"Que des voisins depuis toujours finissent par te faire ça...", se lamente Maria, serveuse dans un café, qui refuse de donner son nom dans une ville où tous se connaissent.
Les langues ne se délient guère que sous couvert de l'anonymat et la crispation était palpable après une journée d'arrestations marquée aussi par les perquisitions, sous le regard des villageois menées par de policiers portant des cagoules.
Elles se succèdent depuis que deux attentats ont ensanglanté jeudi Barcelone, à une centaine de kilomètres au sud, et quelques heures plus tard Cambrils, une station balnéaire catalane.
Deux voitures, lancées à vive allure contre des piétons y ont fait 14 morts et plus de 120 blessés.
Une nouvelle perquisition a eu lieu samedi pendant deux heures dans l'appartement d'un imam de Ripoll, d'après son colocataire, Nourddem, qui refuse de donner son nom de famille à l'AFP. "La dernière fois que je l'ai vu (l'imam) c'était mardi et il m'a dit qu'il allait voir sa femme au Maroc", assure Nourddem.
D'après El Pais qui cite des sources policières, l'imam pourrait être un des morts de l'explosion d'une maison, mercredi soir à Alcanar, dans l'extrême-sud de la Catalogne.
Ripoll attire aussi en hiver des skieurs sur la route des Pyrénées mais en été, le calme permet d'y écouter couler l'eau de la rivière qui la traverse, le Ter.
Buveurs de bière
La localité, fière de son statut de ville historique, avec un imposant monastère du IXe siècle, aurait aussi abrité au moins sept des douze suspects qui pourraient être impliqués dans les attentats: des jeunes de nationalité marocaine pour certains nés ici, de parents venus du Maroc.
Moussa Oukabir, 17 ans, né à Ripoll mais Marocain, son voisin d'immeuble Mohamed Hychami, de 24 ans, né à Mrirt, et Said Aallaa, de 18 ans, né à Naour au Maroc, sont tous morts dans la nuit de jeudi à vendredi après avoir lancé à toute allure une Audi A3 sur la promenade de la station balnéaire de Cambrils. La voiture s'est encastrée contre un véhicule de la police et un policier les a abattus.
Au moins quatre personnes sont par ailleurs en garde à vue: dont des habitants du village et un homme de Melilla, enclave espagnole en Afrique du nord.
Un serveur assure en avoir croisé certains et leur avoir même "servi de la bière", à de nombreuses reprises. Le client d'un autre café, Albert Batlle, n'en revient pas, assurant qu'il avait toujours cru que ces choses n'arrivaient qu'aux autres.

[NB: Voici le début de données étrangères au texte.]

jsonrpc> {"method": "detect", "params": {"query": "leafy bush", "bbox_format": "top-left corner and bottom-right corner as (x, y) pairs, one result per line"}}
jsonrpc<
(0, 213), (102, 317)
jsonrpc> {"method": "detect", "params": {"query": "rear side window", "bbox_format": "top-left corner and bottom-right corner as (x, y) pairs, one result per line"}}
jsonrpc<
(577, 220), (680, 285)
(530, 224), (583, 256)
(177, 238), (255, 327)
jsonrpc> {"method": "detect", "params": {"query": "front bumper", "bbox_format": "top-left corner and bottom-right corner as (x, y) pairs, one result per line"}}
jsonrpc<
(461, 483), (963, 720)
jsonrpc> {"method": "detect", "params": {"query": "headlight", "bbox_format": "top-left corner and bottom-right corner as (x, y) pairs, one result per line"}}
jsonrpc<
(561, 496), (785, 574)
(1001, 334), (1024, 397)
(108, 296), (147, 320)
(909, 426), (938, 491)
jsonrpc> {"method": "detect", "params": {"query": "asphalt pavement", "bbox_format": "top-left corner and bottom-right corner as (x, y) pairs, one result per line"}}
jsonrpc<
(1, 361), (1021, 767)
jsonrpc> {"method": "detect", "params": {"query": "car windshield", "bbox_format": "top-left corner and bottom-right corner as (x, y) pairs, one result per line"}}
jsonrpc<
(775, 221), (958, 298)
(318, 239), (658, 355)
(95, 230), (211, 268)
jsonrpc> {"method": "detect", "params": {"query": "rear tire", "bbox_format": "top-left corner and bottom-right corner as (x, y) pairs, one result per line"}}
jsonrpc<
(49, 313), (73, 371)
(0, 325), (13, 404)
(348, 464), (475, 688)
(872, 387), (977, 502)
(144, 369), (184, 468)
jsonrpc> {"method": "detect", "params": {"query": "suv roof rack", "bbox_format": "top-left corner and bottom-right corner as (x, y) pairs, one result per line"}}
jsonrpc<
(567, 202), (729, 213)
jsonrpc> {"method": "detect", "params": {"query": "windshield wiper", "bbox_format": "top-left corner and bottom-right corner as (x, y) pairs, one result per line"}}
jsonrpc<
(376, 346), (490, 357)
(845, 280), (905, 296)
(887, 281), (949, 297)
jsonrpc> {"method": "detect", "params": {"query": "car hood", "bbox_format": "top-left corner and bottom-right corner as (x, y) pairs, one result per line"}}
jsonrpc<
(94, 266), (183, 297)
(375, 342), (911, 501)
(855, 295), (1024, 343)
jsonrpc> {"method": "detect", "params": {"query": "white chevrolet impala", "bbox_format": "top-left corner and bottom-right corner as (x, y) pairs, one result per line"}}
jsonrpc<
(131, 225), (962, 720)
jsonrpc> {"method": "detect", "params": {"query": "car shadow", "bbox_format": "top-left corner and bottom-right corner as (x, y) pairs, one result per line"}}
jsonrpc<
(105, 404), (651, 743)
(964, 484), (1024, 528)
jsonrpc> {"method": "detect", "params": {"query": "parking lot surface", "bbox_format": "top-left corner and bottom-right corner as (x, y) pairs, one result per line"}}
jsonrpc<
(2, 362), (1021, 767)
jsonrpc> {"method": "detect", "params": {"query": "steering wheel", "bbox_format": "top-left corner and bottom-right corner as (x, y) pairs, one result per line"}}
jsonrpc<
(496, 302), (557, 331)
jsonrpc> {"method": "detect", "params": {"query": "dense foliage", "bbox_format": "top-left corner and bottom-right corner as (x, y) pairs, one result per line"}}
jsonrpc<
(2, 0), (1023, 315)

Et dans l'immeuble d'un des présumés terroristes, une famille pleure. Yamila, une voisine qui a accepté de parler à une journaliste de l'AFP, assure que Said Aala, leur fils, était un jeune bien et travailleur. "Un ami l'appelé jeudi à 15h00 et il est parti faire un tour", dit-elle. C'était deux heures avant l'attentat de Barcelone.
Dans le village on parle de radicalisation récente de ces hommes, de jeune filles qui se voilent davantage et de certains habitants devenus plus religieux et de moins en moins sociables.
Des recherches dans la presse locale montrent une polémique autour d'une nouvelle mosquée, en 2008, et plus récemment une tribune dans un quotidien local en ligne se plaignant "d'insultes" à l'égard des musulmans mais aussi de la nécessité que l'exécutif de Catalogne "contrôle davantage la parole de certains imams qui prêchent lors du ramadan".
"Celui qui connaît les Maghrébins ne s'étonne pas", s'écrie un homme d'une soixantaine d'années. "Tu ne peux pas parler comme ça, ils ne sont pas tous pareils", lui répond une femme.
La dame n'était autre qu'une voisine d'un autre terroriste présumé Moussa Oukabir, né ici, de parents Marocains. Son frère aîné Driss, qui a été arrêté, "était bien élevé", assure-t-elle.